Some people do best alone, while others thrive in the company of others. Introversion and extroversion are modern terms for two personality types. The terms were popularized by the Swiss psychoanalyst Carl Gustav Jung in the 1920s. Historically, this categorization can be traced back to ancient medical theories about the four temperaments – sanguine, choleric, phlegmatic and melancholic – of which the first two are characteristic of extroversion and the second two of introversion.

Until the end of the 15th century, a melancholic temperament was considered the least desirable, but then it gradually became associated with various forms of creative activity – a development that culminated in Albrecht Dürer’s visual personification of melancholy in his enigmatic engraving Melencolia I.

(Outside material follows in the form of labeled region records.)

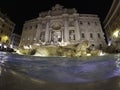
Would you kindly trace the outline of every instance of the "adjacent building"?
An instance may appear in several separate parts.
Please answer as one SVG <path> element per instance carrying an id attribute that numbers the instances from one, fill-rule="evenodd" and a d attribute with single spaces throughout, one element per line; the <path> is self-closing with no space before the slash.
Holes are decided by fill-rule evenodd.
<path id="1" fill-rule="evenodd" d="M 13 33 L 12 39 L 11 39 L 11 45 L 12 45 L 11 47 L 13 47 L 13 48 L 19 47 L 20 38 L 21 38 L 20 35 Z"/>
<path id="2" fill-rule="evenodd" d="M 108 46 L 120 50 L 120 0 L 113 0 L 112 6 L 103 22 Z"/>
<path id="3" fill-rule="evenodd" d="M 99 17 L 79 14 L 75 8 L 66 9 L 56 4 L 51 10 L 24 23 L 20 46 L 82 44 L 85 40 L 97 48 L 106 45 Z"/>
<path id="4" fill-rule="evenodd" d="M 0 11 L 0 43 L 10 45 L 15 24 Z"/>

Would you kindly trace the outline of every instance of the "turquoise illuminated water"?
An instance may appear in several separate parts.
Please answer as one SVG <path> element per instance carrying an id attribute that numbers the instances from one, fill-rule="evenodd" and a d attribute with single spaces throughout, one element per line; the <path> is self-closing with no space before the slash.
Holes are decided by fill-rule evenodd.
<path id="1" fill-rule="evenodd" d="M 1 54 L 0 90 L 120 90 L 116 60 Z"/>

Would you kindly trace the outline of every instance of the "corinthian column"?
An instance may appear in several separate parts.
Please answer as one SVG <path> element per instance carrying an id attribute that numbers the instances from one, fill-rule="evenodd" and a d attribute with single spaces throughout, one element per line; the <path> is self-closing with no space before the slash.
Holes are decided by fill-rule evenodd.
<path id="1" fill-rule="evenodd" d="M 39 39 L 40 39 L 40 24 L 38 24 L 38 26 L 37 26 L 36 37 L 34 39 L 36 39 L 35 43 L 39 43 Z"/>
<path id="2" fill-rule="evenodd" d="M 45 31 L 45 42 L 48 41 L 49 41 L 49 22 L 47 22 L 46 31 Z"/>
<path id="3" fill-rule="evenodd" d="M 79 41 L 80 40 L 80 32 L 79 32 L 79 23 L 78 20 L 75 20 L 75 40 Z"/>
<path id="4" fill-rule="evenodd" d="M 65 42 L 69 41 L 69 30 L 68 30 L 68 21 L 65 19 L 65 29 L 64 29 L 64 40 Z"/>

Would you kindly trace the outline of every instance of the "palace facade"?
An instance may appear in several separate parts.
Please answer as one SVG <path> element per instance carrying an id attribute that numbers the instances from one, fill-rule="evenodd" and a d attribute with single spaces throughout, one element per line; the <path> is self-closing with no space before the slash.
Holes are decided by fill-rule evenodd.
<path id="1" fill-rule="evenodd" d="M 97 48 L 106 45 L 99 17 L 94 14 L 79 14 L 75 8 L 66 9 L 56 4 L 51 10 L 24 23 L 20 46 L 62 46 L 85 40 Z"/>
<path id="2" fill-rule="evenodd" d="M 120 0 L 113 0 L 111 8 L 103 22 L 108 46 L 120 52 Z"/>
<path id="3" fill-rule="evenodd" d="M 0 46 L 1 44 L 10 45 L 14 28 L 15 23 L 0 11 Z"/>

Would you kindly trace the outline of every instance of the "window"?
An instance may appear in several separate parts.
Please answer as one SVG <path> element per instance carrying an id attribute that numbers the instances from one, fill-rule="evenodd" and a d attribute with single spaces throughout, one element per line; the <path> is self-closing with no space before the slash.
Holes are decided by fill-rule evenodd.
<path id="1" fill-rule="evenodd" d="M 90 25 L 90 22 L 88 22 L 88 25 Z"/>
<path id="2" fill-rule="evenodd" d="M 3 24 L 2 27 L 5 27 L 5 24 Z"/>
<path id="3" fill-rule="evenodd" d="M 84 35 L 84 33 L 82 33 L 82 38 L 85 38 L 85 35 Z"/>
<path id="4" fill-rule="evenodd" d="M 30 26 L 30 29 L 32 29 L 32 26 Z"/>
<path id="5" fill-rule="evenodd" d="M 82 21 L 80 21 L 80 24 L 81 24 L 81 25 L 83 24 Z"/>
<path id="6" fill-rule="evenodd" d="M 46 25 L 45 24 L 42 24 L 42 29 L 45 29 L 46 28 Z"/>
<path id="7" fill-rule="evenodd" d="M 99 45 L 99 48 L 102 49 L 102 44 Z"/>
<path id="8" fill-rule="evenodd" d="M 41 34 L 40 34 L 40 40 L 41 40 L 42 42 L 45 41 L 45 32 L 41 32 Z"/>
<path id="9" fill-rule="evenodd" d="M 73 21 L 70 21 L 70 22 L 69 22 L 69 26 L 74 26 L 74 22 L 73 22 Z"/>
<path id="10" fill-rule="evenodd" d="M 97 22 L 95 22 L 95 25 L 97 26 Z"/>
<path id="11" fill-rule="evenodd" d="M 100 38 L 100 33 L 98 33 L 98 38 Z"/>
<path id="12" fill-rule="evenodd" d="M 70 40 L 75 40 L 75 31 L 74 30 L 69 31 L 69 38 L 70 38 Z"/>
<path id="13" fill-rule="evenodd" d="M 35 28 L 38 28 L 38 25 L 37 25 L 37 24 L 35 25 Z"/>
<path id="14" fill-rule="evenodd" d="M 90 33 L 90 38 L 93 38 L 93 34 L 92 33 Z"/>

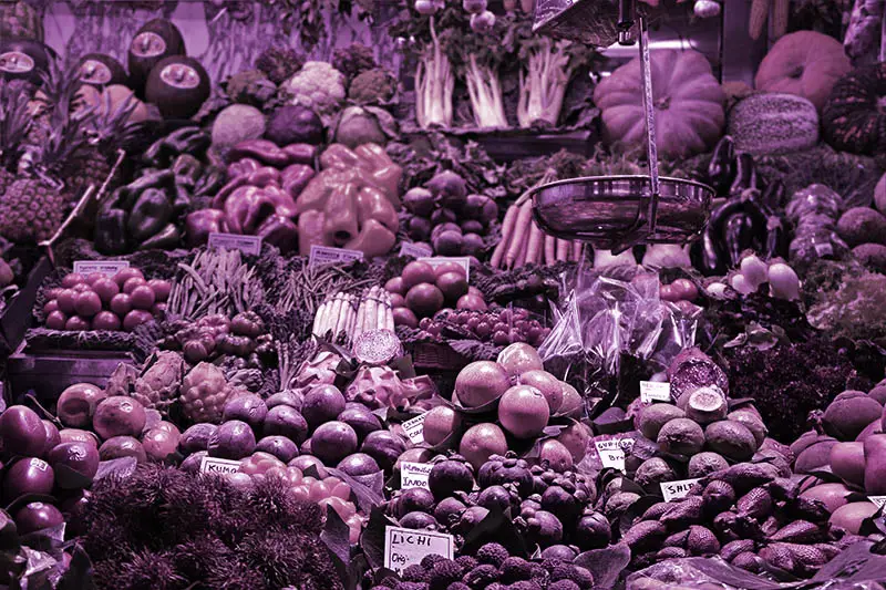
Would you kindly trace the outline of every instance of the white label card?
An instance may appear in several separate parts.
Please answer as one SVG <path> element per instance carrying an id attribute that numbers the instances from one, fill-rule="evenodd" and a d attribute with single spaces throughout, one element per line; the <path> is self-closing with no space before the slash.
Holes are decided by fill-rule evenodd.
<path id="1" fill-rule="evenodd" d="M 659 381 L 641 381 L 640 401 L 645 404 L 650 404 L 652 402 L 670 402 L 671 384 Z"/>
<path id="2" fill-rule="evenodd" d="M 444 262 L 455 262 L 464 269 L 464 278 L 471 280 L 471 259 L 466 256 L 435 256 L 433 258 L 420 258 L 422 262 L 427 262 L 436 268 Z"/>
<path id="3" fill-rule="evenodd" d="M 258 256 L 261 253 L 261 236 L 243 236 L 240 234 L 209 234 L 209 248 L 239 250 L 243 253 Z"/>
<path id="4" fill-rule="evenodd" d="M 113 277 L 124 268 L 130 268 L 130 262 L 126 260 L 74 260 L 74 272 L 78 275 L 97 272 L 105 277 Z"/>
<path id="5" fill-rule="evenodd" d="M 424 417 L 426 415 L 427 412 L 403 423 L 403 432 L 406 433 L 413 445 L 424 443 Z"/>
<path id="6" fill-rule="evenodd" d="M 400 256 L 411 256 L 412 258 L 427 258 L 433 255 L 430 246 L 423 244 L 410 244 L 404 241 L 400 245 Z"/>
<path id="7" fill-rule="evenodd" d="M 203 457 L 200 462 L 202 474 L 234 474 L 240 470 L 239 460 Z"/>
<path id="8" fill-rule="evenodd" d="M 400 489 L 423 487 L 427 489 L 427 476 L 431 475 L 433 465 L 430 463 L 410 463 L 404 460 L 400 464 Z"/>
<path id="9" fill-rule="evenodd" d="M 330 248 L 328 246 L 311 246 L 310 266 L 329 265 L 334 262 L 353 262 L 362 260 L 363 252 L 360 250 L 346 250 L 344 248 Z"/>
<path id="10" fill-rule="evenodd" d="M 867 499 L 877 505 L 877 508 L 886 506 L 886 496 L 868 496 Z"/>
<path id="11" fill-rule="evenodd" d="M 659 485 L 661 486 L 661 495 L 664 496 L 664 501 L 684 498 L 698 480 L 699 479 L 680 479 L 679 482 L 662 482 Z"/>
<path id="12" fill-rule="evenodd" d="M 454 546 L 452 535 L 388 527 L 384 529 L 384 567 L 401 575 L 409 566 L 421 563 L 430 555 L 452 559 Z"/>

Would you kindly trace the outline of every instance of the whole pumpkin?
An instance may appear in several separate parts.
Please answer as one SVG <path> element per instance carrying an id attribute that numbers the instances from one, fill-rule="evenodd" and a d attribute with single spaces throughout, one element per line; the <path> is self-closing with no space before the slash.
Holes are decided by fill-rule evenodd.
<path id="1" fill-rule="evenodd" d="M 825 141 L 853 154 L 886 153 L 886 63 L 853 70 L 834 85 L 822 111 Z"/>
<path id="2" fill-rule="evenodd" d="M 711 64 L 697 51 L 650 55 L 658 151 L 681 157 L 708 151 L 725 123 L 725 95 Z M 602 112 L 606 139 L 614 147 L 646 145 L 640 60 L 635 58 L 597 84 L 594 102 Z"/>
<path id="3" fill-rule="evenodd" d="M 821 111 L 836 81 L 851 69 L 839 41 L 816 31 L 797 31 L 772 45 L 754 85 L 764 92 L 803 96 Z"/>

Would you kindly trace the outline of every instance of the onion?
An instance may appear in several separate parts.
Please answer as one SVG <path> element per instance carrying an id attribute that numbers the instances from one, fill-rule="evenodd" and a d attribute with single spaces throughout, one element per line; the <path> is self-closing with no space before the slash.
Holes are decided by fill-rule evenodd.
<path id="1" fill-rule="evenodd" d="M 756 291 L 761 284 L 766 282 L 766 263 L 760 260 L 756 255 L 745 256 L 740 265 L 744 280 Z M 738 290 L 738 289 L 736 289 Z"/>
<path id="2" fill-rule="evenodd" d="M 784 262 L 775 262 L 769 267 L 769 288 L 776 299 L 800 299 L 800 279 L 794 269 Z"/>

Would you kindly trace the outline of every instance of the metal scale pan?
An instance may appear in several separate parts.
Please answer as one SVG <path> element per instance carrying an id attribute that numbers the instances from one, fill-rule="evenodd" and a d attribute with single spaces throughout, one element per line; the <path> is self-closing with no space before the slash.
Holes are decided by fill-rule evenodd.
<path id="1" fill-rule="evenodd" d="M 684 244 L 710 217 L 713 188 L 658 174 L 656 118 L 646 17 L 635 0 L 538 0 L 535 32 L 608 46 L 640 41 L 648 176 L 589 176 L 542 185 L 529 193 L 545 232 L 618 253 L 636 244 Z"/>

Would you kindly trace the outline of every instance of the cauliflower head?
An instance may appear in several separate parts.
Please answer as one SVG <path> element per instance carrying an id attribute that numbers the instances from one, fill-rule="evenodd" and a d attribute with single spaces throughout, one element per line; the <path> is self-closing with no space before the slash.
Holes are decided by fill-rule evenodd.
<path id="1" fill-rule="evenodd" d="M 347 95 L 344 74 L 326 62 L 305 63 L 282 87 L 291 95 L 290 104 L 312 108 L 324 125 L 329 125 Z"/>

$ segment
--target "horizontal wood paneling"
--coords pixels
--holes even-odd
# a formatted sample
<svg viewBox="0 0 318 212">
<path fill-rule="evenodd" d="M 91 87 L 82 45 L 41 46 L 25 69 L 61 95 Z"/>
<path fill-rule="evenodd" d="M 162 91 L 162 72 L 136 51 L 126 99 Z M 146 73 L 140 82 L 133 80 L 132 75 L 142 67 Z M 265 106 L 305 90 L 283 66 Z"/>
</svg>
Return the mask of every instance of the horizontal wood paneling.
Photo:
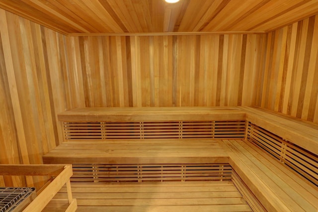
<svg viewBox="0 0 318 212">
<path fill-rule="evenodd" d="M 260 106 L 318 123 L 318 16 L 268 34 Z"/>
<path fill-rule="evenodd" d="M 0 7 L 65 34 L 269 31 L 318 13 L 317 0 L 0 0 Z"/>
</svg>

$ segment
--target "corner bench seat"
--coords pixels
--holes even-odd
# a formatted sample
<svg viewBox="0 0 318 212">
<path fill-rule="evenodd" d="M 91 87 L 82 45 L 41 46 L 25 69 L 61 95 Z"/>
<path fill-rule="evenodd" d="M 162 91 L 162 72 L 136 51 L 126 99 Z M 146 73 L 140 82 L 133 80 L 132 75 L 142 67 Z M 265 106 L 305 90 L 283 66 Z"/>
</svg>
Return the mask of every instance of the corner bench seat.
<svg viewBox="0 0 318 212">
<path fill-rule="evenodd" d="M 86 108 L 58 117 L 63 142 L 43 161 L 72 163 L 73 182 L 232 180 L 255 211 L 318 211 L 318 124 L 246 106 Z"/>
<path fill-rule="evenodd" d="M 317 211 L 317 187 L 248 141 L 228 140 L 224 140 L 224 143 L 233 169 L 233 180 L 238 187 L 240 184 L 247 186 L 253 195 L 244 197 L 251 200 L 247 202 L 254 207 L 254 210 L 262 211 L 265 208 L 270 212 Z M 249 191 L 240 191 L 248 193 Z"/>
<path fill-rule="evenodd" d="M 226 163 L 218 141 L 208 139 L 157 139 L 69 141 L 43 156 L 47 164 Z"/>
</svg>

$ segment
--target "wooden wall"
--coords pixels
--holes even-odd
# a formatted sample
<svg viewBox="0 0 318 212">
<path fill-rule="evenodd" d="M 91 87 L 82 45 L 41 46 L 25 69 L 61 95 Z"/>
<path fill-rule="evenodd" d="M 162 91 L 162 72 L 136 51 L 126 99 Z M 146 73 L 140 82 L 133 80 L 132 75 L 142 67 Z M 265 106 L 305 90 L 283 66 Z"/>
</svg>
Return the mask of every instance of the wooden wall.
<svg viewBox="0 0 318 212">
<path fill-rule="evenodd" d="M 261 77 L 253 70 L 263 69 L 266 40 L 255 34 L 68 37 L 67 105 L 252 105 Z"/>
<path fill-rule="evenodd" d="M 51 75 L 64 36 L 0 9 L 0 163 L 41 164 L 58 140 L 56 113 L 65 108 Z M 54 64 L 53 64 L 54 63 Z M 39 188 L 42 177 L 4 178 L 7 186 Z M 0 177 L 0 184 L 3 184 Z"/>
<path fill-rule="evenodd" d="M 57 114 L 75 107 L 256 105 L 318 123 L 317 20 L 268 34 L 69 37 L 0 9 L 0 163 L 42 163 L 62 140 Z"/>
<path fill-rule="evenodd" d="M 318 123 L 318 15 L 268 33 L 260 106 Z"/>
</svg>

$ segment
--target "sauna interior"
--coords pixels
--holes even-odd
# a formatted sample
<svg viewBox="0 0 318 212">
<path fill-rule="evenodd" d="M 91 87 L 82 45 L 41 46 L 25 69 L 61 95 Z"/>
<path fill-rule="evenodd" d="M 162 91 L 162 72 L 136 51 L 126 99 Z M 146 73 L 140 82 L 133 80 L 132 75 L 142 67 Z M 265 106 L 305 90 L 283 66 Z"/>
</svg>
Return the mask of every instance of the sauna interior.
<svg viewBox="0 0 318 212">
<path fill-rule="evenodd" d="M 317 0 L 0 0 L 0 71 L 37 210 L 318 210 Z"/>
</svg>

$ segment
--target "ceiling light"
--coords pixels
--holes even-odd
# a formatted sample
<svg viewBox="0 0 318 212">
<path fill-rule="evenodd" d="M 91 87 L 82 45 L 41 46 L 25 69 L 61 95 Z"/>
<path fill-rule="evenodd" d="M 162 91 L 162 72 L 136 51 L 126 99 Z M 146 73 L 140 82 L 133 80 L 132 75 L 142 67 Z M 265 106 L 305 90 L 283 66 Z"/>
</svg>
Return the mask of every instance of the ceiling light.
<svg viewBox="0 0 318 212">
<path fill-rule="evenodd" d="M 179 1 L 180 0 L 164 0 L 164 1 L 168 3 L 175 3 Z"/>
</svg>

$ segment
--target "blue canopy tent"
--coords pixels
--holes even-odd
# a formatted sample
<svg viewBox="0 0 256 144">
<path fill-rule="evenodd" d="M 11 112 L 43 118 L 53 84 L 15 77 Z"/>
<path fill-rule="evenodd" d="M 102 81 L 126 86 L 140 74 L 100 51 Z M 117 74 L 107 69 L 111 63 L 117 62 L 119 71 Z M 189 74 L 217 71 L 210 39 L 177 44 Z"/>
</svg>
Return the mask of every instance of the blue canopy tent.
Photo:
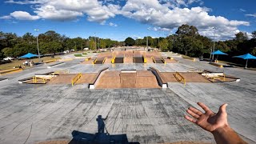
<svg viewBox="0 0 256 144">
<path fill-rule="evenodd" d="M 214 51 L 214 52 L 211 53 L 211 54 L 213 54 L 213 55 L 217 55 L 217 58 L 216 58 L 216 60 L 218 60 L 218 55 L 228 55 L 227 54 L 223 53 L 223 52 L 222 52 L 222 51 L 221 51 L 221 50 Z"/>
<path fill-rule="evenodd" d="M 28 53 L 23 56 L 21 56 L 20 58 L 33 58 L 33 57 L 38 57 L 38 55 L 37 54 L 31 54 L 31 53 Z"/>
<path fill-rule="evenodd" d="M 247 68 L 248 59 L 256 59 L 255 56 L 253 56 L 249 53 L 243 54 L 243 55 L 234 56 L 233 58 L 240 58 L 242 59 L 246 59 L 246 69 Z"/>
</svg>

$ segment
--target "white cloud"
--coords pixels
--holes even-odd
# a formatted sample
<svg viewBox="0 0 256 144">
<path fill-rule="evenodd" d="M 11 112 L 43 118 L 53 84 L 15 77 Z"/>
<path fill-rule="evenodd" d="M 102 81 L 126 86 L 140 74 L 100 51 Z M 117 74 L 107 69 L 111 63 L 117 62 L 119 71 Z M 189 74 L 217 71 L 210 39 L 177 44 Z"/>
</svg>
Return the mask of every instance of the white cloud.
<svg viewBox="0 0 256 144">
<path fill-rule="evenodd" d="M 20 4 L 20 5 L 26 5 L 26 4 L 38 4 L 40 3 L 39 1 L 30 1 L 30 0 L 25 0 L 25 1 L 14 1 L 14 0 L 9 0 L 6 1 L 6 3 L 14 3 L 14 4 Z"/>
<path fill-rule="evenodd" d="M 246 16 L 256 18 L 256 14 L 246 14 Z"/>
<path fill-rule="evenodd" d="M 114 27 L 117 27 L 117 26 L 118 26 L 117 24 L 113 23 L 113 22 L 110 22 L 110 23 L 109 23 L 109 26 L 114 26 Z"/>
<path fill-rule="evenodd" d="M 239 9 L 239 10 L 242 11 L 242 12 L 246 12 L 246 10 L 244 10 L 244 9 Z"/>
<path fill-rule="evenodd" d="M 114 4 L 121 1 L 124 6 Z M 67 21 L 86 16 L 90 22 L 105 24 L 107 19 L 120 14 L 152 26 L 151 30 L 173 32 L 182 24 L 189 24 L 195 26 L 205 36 L 213 38 L 212 27 L 216 27 L 215 35 L 219 39 L 233 38 L 239 26 L 250 26 L 248 22 L 210 15 L 211 10 L 206 7 L 187 8 L 194 3 L 202 5 L 202 0 L 8 0 L 6 2 L 31 5 L 36 15 L 15 11 L 0 17 L 1 19 Z M 256 17 L 256 14 L 246 15 Z M 117 26 L 112 22 L 107 25 Z"/>
<path fill-rule="evenodd" d="M 40 17 L 36 15 L 30 15 L 29 13 L 26 11 L 14 11 L 13 13 L 10 14 L 10 16 L 4 16 L 6 18 L 14 18 L 18 20 L 38 20 L 40 18 Z"/>
<path fill-rule="evenodd" d="M 157 0 L 128 0 L 122 7 L 122 14 L 142 23 L 155 27 L 173 30 L 182 24 L 195 26 L 205 35 L 213 37 L 212 27 L 216 27 L 216 35 L 219 39 L 230 38 L 234 36 L 238 26 L 249 26 L 248 22 L 228 20 L 221 16 L 211 16 L 210 10 L 204 7 L 170 9 L 161 5 Z M 157 28 L 154 29 L 156 30 Z M 158 29 L 160 30 L 160 29 Z M 208 31 L 208 32 L 207 32 Z"/>
<path fill-rule="evenodd" d="M 0 19 L 11 19 L 11 16 L 10 15 L 5 15 L 5 16 L 2 16 L 2 17 L 0 17 Z"/>
<path fill-rule="evenodd" d="M 114 18 L 120 9 L 118 5 L 102 5 L 98 0 L 9 0 L 6 2 L 33 5 L 34 12 L 44 19 L 68 21 L 86 15 L 88 21 L 102 24 Z"/>
</svg>

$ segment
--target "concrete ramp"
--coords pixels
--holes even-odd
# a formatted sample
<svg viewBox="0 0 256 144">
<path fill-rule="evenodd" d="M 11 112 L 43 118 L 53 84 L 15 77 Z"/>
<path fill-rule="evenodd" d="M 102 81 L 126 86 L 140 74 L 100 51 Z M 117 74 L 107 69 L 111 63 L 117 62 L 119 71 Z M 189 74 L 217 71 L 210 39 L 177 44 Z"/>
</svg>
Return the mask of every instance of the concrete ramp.
<svg viewBox="0 0 256 144">
<path fill-rule="evenodd" d="M 161 88 L 150 70 L 106 71 L 98 80 L 96 89 Z"/>
<path fill-rule="evenodd" d="M 122 88 L 136 88 L 136 71 L 135 73 L 121 73 Z"/>
</svg>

Albrecht Dürer: Melancolia I (1514)

This image depicted the creative process for the first time in art history. It shows a dejected, winged figure completely lacking in inspiration, despite the fact that she is surrounded by various tools, repositories of knowledge and other sources of stimulation. Dürer’s image became an important source of inspiration for authors and artists, including Munch.

The isolated Munch

Munch had experience of ‘melancholia’, a term sometimes used around the turn of the 20th century to describe severe forms of depression. He knew that such mental states were challenging for everyone involved, both for the sufferer and for those around them.

In 1929, he recalled how he created this painting, Melancholy (1900-1901), saying that he had wanted to record the woman’s “dark, mute unrelenting sorrow”. In the space she exists within, both physically and mentally, the real world is completely meaningless.

Edvard Munch: Melancholy. Oil on canvas, 1900–01. Photo © Munchmuseet

Munch’s text contains a brief reflection on the relative significance of a human life:

What is greatness? – Infinitesimal compared to the stars

What is smallness? Great compared to its atoms

– which are constellations

This text is based on excerpts from the collection catalogue 'Munch Infinite' which will be published in 2022.